March 26th, 2024

The Monday of Holy Week, I imagine much of Jerusalem was still humming with excitement— those who were bent on destroying Jesus, finalizing their underhanded arrangements , or the throngs of people who had cheered at the news of a Messiah, laying their palms in the road as He passed. The excitement probably lingered into that next day. 

But what about Tuesday? Most would have gone about their business preparing for the Passover. By now the frenzied shouts of Hosanna! had died down, the palms ceremoniously laid out were likely trampled underfoot, forgotten in the dust. The Tuesday of Holy Week feels unusually quiet— the joy filled exclamations that roused Palm Sunday have calmed and our Lord won’t be betrayed for another few evenings—but the entirety of our salvation hinges upon the events to come later this very same week. Indeed, before another week begins, our Savior transforms the bread and wine into his body and blood, is betrayed, tortured, humiliated and led to an agonizing death. And then… the joy of His glorious Resurrection. I’ve always found the Tuesday of Holy Week to be a bit tense- perhaps a bit too quiet. The Tuesday of Holy Week is a day I attempt to make particularly, intentionally quiet, to prepare myself, and my soul, for the week ahead. In my prayer I’ve found myself moving ahead into the beauty and pain of the Triduum, instead of settling myself in the quiet of Tuesday. I think of those who spent Palm Sunday shouting in exaltation, many of whom would find themselves in an angry mob, demanding Christ’s execution later the same week. How many times have I been this way? How many of us have spent a week moving in and out of emotional extremes, unaware of passing through the calm of what seemed to be an average Tuesday. 

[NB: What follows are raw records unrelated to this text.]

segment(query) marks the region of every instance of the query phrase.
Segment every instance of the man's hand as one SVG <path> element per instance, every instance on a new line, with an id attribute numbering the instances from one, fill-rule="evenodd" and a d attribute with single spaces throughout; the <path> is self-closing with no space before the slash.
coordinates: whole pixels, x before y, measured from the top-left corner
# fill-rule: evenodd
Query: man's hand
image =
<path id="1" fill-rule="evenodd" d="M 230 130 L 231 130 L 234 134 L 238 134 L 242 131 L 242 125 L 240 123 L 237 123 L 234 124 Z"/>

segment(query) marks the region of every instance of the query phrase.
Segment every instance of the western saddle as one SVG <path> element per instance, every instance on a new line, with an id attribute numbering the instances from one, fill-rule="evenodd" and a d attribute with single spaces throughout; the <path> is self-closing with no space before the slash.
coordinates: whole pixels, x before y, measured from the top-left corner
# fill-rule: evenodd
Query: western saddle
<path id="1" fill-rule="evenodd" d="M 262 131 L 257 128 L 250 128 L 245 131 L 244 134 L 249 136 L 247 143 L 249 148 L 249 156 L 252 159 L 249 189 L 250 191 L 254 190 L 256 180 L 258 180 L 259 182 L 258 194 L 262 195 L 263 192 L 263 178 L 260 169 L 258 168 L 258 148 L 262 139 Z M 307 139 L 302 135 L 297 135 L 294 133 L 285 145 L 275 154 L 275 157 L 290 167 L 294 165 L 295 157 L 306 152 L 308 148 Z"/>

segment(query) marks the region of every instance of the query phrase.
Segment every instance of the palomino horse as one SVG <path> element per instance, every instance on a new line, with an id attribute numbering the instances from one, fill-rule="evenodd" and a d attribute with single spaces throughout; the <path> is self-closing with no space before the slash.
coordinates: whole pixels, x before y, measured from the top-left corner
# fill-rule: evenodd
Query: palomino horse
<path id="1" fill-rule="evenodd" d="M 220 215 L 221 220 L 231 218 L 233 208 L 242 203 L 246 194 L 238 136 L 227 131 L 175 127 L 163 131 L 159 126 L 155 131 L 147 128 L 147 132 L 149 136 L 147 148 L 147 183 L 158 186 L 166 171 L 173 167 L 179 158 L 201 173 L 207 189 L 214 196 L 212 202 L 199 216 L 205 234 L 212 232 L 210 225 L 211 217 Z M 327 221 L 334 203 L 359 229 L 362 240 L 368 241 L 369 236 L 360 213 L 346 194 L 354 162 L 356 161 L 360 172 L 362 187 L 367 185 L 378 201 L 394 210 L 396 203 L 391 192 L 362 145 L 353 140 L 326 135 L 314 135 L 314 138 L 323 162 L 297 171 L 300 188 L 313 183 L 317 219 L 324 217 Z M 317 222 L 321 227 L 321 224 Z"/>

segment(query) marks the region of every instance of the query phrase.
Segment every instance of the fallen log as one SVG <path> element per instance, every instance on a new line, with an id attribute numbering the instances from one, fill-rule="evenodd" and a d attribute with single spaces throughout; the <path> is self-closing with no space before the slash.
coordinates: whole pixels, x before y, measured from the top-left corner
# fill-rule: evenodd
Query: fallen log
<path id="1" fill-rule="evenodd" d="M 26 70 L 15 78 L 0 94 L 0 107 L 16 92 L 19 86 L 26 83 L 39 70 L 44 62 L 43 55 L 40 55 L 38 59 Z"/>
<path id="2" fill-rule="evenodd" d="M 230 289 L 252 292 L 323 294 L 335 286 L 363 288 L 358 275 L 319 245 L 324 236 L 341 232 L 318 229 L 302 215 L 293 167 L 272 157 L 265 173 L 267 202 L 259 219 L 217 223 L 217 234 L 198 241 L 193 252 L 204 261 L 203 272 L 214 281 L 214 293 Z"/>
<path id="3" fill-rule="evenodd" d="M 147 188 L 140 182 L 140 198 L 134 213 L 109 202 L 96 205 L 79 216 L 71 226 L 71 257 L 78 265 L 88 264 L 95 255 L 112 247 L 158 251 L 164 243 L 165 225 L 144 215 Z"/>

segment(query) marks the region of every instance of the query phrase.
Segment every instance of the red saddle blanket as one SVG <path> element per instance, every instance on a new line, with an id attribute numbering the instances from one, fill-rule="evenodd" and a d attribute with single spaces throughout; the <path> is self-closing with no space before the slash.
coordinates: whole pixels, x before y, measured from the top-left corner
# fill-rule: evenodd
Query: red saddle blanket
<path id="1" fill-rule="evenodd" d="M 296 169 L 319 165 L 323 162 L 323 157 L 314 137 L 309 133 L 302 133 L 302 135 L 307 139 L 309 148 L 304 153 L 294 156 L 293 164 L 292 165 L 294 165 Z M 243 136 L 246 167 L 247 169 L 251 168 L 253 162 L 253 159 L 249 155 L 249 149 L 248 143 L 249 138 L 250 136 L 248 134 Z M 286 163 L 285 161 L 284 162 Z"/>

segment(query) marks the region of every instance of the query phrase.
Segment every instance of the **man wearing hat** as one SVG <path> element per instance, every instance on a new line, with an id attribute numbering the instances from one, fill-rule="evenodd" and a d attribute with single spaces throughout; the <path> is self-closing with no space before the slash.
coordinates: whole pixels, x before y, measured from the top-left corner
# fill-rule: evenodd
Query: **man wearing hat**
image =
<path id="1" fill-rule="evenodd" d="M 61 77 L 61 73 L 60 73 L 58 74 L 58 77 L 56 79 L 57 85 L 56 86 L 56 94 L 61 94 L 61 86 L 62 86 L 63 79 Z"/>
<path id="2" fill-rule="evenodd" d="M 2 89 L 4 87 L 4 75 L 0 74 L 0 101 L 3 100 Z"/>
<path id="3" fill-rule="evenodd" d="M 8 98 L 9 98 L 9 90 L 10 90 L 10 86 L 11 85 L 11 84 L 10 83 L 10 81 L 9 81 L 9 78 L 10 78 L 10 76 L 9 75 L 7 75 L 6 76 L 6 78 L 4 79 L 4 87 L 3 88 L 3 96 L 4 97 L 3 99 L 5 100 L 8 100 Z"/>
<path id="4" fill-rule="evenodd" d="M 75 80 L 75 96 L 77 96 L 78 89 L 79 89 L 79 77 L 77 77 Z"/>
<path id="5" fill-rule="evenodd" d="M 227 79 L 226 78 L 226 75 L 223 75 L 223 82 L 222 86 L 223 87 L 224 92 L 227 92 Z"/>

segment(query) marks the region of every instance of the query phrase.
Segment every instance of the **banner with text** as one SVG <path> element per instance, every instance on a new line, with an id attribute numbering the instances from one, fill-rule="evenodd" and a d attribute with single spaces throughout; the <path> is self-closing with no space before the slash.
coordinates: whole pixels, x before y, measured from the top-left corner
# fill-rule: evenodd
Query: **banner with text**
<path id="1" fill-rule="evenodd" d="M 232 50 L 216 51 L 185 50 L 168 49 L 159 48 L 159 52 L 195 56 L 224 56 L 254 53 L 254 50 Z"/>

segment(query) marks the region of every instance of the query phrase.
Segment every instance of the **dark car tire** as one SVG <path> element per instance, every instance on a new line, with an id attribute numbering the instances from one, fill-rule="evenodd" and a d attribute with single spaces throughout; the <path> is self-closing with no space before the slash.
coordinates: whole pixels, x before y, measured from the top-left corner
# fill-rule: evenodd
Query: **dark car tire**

I believe the Tuesday of Holy Week feels a bit too quiet because the world has lied to us. The world has sent us on a frantic race to produce more, do more, accomplish more to prove ourselves, when we’re already worthy. We were created worthy. Because we are so loved and so worthy, we were each redeemed by His death and glorious resurrection. We were loved beyond comprehension before any of us ever dreamed of accomplishing a single thing. We were loved, and deeply known, in the solitude of that Tuesday. Perhaps we can dedicate a bit of our Tuesday to sitting with this in prayer. 

Tuesday of Holy Week will again be a time in which I reflect on the joy of Palm Sunday, and look ahead with sorrow upon the passion of Good Friday. I pray you may enter into the same during some needed quiet, before we all embrace the sorrow of Holy Week and the abundant joy of Easter. 


Hilary Beall is a wife, mother, award winning  fine artist and educator. She holds a Masters in Early Childhood Education and a Bachelors in Studio Art. She taught PreK for years, then embraced life as a stay at home mother. She has been surprised to find herself again following the call to glorify the Lord through her art, and recently has been even more surprised to be entering again into education, teaching studio art in a classical Catholic high school.